My therapist tells me that I have a problem with the concept of “all or nothing.” This has been an ongoing issue with resolving my negative feelings about each of my births. I used to think that employing epidurals for pain relief negated all the unmedicated labor I’d gone through before reaching that point. That the only “good” birth was a completely natural one, and because I’d had epidurals, Pitocin and — most recently — a cesarean, that my births were therefore “bad.” And I was a failure.

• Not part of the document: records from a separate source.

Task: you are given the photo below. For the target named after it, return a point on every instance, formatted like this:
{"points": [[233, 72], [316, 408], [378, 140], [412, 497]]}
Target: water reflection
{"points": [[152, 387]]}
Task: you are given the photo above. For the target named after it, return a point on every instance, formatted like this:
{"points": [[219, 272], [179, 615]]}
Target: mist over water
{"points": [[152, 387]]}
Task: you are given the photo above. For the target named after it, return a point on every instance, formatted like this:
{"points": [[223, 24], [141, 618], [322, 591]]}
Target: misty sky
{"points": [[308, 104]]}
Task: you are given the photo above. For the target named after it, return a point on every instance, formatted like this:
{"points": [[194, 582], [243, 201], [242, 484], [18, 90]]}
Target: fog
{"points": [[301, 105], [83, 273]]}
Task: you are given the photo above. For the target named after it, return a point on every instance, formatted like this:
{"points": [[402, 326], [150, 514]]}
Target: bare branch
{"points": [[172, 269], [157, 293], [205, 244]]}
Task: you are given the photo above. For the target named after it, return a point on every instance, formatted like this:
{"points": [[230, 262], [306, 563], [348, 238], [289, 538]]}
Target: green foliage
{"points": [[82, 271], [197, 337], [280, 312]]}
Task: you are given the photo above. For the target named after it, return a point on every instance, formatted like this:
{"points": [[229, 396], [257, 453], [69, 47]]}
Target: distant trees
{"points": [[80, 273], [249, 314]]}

I don’t think these things anymore, thankfully. I’m not as hard on myself about birthy and parenting stuff as I used to be. Too bad I can’t do the same when it comes to food and fitness.
In my last therapy session I spent almost the whole hour whining about my weight and the fact that I’ve started slipping back into my binge-eating ways. I have almost no self control over my appetite these days. I blame this on breastfeeding, as my body naturally wants to pad itself with lots of calories in order to feed another human. My cravings for sweets are nearly instantaneous whenever I have a letdown.
On top of this is the fact that I have grown and birthed a terribly high-needs (albeit gorgeous) baby who requires constant holding and nursing — sometimes for nourishment, sometimes just for comfort. And no, she won’t take a pacifier.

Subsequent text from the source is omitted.